Object Recognition using Deep Convolutional Neural Network

  IJCTT-book-cover
 
International Journal of Computer Trends and Technology (IJCTT)          
 
© 2019 by IJCTT Journal
Volume-67 Issue-3
Year of Publication : 2019
Authors : Ali Razaa, Qian Yurong
DOI :  10.14445/22312803/IJCTT-V67I3P122

MLA

MLA Style: Ali Razaa, Qian Yurong "Object Recognition using Deep Convolutional Neural Network" International Journal of Computer Trends and Technology 67.3 (2019): 113-118.

APA Style:Ali Razaa, Qian Yurong (2019). Object Recognition using Deep Convolutional Neural Network.
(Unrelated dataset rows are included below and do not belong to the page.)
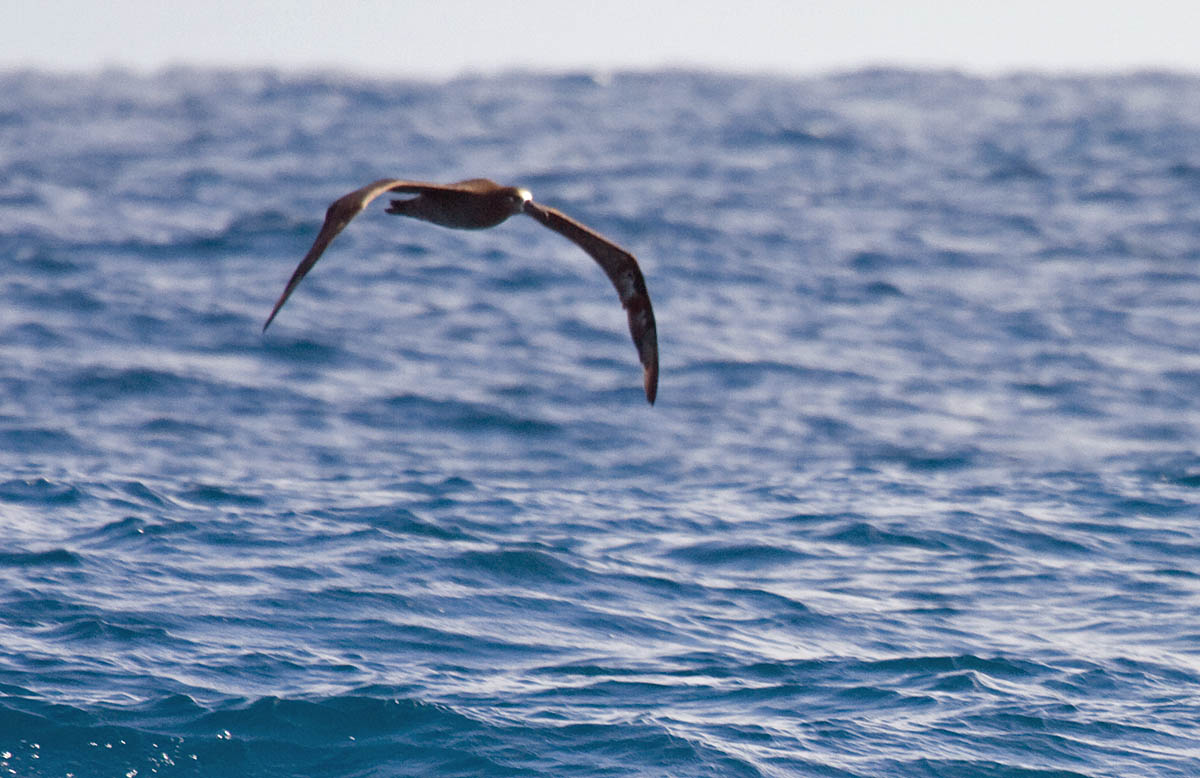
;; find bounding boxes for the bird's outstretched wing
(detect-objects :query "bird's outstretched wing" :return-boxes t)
[524,201,659,405]
[263,179,462,331]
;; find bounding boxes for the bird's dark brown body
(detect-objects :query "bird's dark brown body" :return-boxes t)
[263,179,659,405]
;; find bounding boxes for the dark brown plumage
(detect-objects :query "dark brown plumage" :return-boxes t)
[263,179,659,405]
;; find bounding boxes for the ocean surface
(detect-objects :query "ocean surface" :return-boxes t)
[0,68,1200,778]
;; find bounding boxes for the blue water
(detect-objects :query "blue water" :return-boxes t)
[0,70,1200,778]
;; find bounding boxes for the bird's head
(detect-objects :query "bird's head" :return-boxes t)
[506,186,533,215]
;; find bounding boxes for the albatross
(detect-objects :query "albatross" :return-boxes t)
[263,179,659,405]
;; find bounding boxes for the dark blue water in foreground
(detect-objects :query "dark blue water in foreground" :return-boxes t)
[0,71,1200,778]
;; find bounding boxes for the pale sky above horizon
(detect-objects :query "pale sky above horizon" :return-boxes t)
[7,0,1200,78]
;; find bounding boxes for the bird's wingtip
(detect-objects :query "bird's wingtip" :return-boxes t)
[642,365,659,405]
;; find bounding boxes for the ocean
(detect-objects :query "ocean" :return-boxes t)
[0,68,1200,778]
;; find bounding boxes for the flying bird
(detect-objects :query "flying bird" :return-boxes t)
[263,179,659,405]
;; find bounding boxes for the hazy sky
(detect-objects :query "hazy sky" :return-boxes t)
[7,0,1200,77]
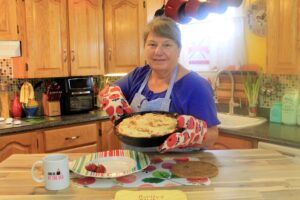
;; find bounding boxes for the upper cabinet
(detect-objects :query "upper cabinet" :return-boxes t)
[69,0,104,76]
[104,0,146,73]
[0,0,18,40]
[13,0,103,78]
[267,0,300,74]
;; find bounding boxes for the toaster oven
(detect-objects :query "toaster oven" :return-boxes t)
[58,77,94,114]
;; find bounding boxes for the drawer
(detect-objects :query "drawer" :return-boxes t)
[44,123,98,152]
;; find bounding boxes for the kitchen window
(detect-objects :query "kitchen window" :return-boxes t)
[179,4,246,71]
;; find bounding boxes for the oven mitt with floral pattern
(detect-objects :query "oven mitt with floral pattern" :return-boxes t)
[158,115,207,153]
[99,85,132,122]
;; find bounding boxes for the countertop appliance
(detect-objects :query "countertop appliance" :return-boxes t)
[57,76,94,114]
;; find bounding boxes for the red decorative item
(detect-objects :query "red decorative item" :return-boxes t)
[10,93,22,118]
[165,0,191,24]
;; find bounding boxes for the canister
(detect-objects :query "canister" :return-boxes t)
[270,102,282,123]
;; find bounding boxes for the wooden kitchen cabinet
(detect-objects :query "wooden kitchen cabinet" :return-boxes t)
[101,120,122,151]
[43,122,99,153]
[209,133,258,150]
[267,0,300,74]
[104,0,146,73]
[13,0,104,78]
[0,0,18,40]
[0,132,42,162]
[68,0,104,76]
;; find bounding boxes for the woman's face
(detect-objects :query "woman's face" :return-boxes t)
[145,33,180,71]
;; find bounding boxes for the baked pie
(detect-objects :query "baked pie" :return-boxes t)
[116,113,177,138]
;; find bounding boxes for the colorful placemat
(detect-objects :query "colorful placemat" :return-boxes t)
[114,190,187,200]
[72,157,211,188]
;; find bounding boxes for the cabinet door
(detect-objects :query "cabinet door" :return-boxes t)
[44,123,99,152]
[69,0,103,76]
[22,0,68,78]
[104,0,146,73]
[0,0,18,40]
[267,0,300,74]
[101,120,122,151]
[0,132,39,162]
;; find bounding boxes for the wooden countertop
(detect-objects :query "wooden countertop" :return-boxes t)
[0,149,300,200]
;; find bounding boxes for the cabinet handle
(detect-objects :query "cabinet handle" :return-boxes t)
[64,49,68,62]
[65,136,80,140]
[71,50,75,62]
[108,48,112,61]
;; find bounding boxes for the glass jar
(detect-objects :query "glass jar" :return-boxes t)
[0,83,9,118]
[282,89,299,125]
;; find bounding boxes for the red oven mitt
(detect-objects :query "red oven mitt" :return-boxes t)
[158,115,207,153]
[99,85,132,122]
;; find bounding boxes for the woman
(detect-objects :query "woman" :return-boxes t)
[99,16,220,152]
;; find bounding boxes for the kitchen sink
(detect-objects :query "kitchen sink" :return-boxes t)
[218,113,267,129]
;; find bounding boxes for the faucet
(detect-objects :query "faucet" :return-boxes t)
[214,70,240,115]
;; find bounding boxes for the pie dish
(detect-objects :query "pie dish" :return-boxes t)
[116,113,177,138]
[69,149,150,178]
[115,111,178,147]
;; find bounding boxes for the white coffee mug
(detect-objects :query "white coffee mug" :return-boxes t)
[31,154,70,190]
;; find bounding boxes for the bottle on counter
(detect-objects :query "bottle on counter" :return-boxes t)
[282,89,299,125]
[297,101,300,126]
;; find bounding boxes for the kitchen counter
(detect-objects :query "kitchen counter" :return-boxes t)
[0,149,300,200]
[0,110,108,136]
[0,110,300,148]
[219,122,300,148]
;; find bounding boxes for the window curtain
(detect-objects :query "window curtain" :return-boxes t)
[179,5,246,71]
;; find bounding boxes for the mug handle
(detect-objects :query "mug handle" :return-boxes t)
[31,160,45,183]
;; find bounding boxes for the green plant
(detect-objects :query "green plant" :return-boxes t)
[242,72,263,106]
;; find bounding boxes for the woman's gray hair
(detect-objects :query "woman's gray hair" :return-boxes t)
[144,16,181,48]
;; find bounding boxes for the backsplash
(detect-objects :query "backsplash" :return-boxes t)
[0,59,300,115]
[0,59,103,116]
[259,75,300,108]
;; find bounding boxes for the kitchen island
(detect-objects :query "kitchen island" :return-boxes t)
[0,149,300,200]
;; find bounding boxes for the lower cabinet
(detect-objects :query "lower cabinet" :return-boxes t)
[209,133,258,150]
[101,120,122,151]
[43,122,99,153]
[0,132,40,162]
[0,122,101,162]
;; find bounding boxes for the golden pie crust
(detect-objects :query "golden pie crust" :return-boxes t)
[116,113,177,138]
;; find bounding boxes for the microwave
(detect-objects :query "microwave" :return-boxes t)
[58,77,95,114]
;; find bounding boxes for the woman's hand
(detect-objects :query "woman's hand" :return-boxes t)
[158,115,207,153]
[98,85,132,122]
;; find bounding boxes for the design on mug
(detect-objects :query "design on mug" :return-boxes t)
[48,169,64,180]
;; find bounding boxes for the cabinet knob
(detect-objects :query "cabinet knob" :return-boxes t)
[65,136,79,140]
[108,48,112,61]
[64,49,68,62]
[71,49,75,62]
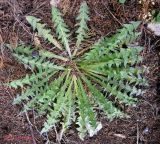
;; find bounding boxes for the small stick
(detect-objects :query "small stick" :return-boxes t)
[25,112,37,144]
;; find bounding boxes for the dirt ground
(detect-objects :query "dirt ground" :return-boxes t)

International Journal of Computer Trends and Technology, 67(3), 113-118.

Abstract
Recognizing an object in an image is one of the principle difficultiesof PC visionframeworks becauseofthe varieties that each item or the particularpicture, where the object is indicated, could have like the enlightenment or perspective. Deep Neural Networks (DNNs) have recently revealedexceptionalexecution on picture classification tasks [14]. In a recent paper, we go one step further and identifythe issue of object detection utilizing DNNs that isn’t only classifying but also precisely localizing objects of differentperiods. We present a simple and yet powerful formulation of object identification as a regression issue to object bounding box masks. We characterize a multi-scale deduction system which can create high-resolution object detections at a low cost by a few network applications. Best in class execution of the methodology is appeared on Pascal VOC.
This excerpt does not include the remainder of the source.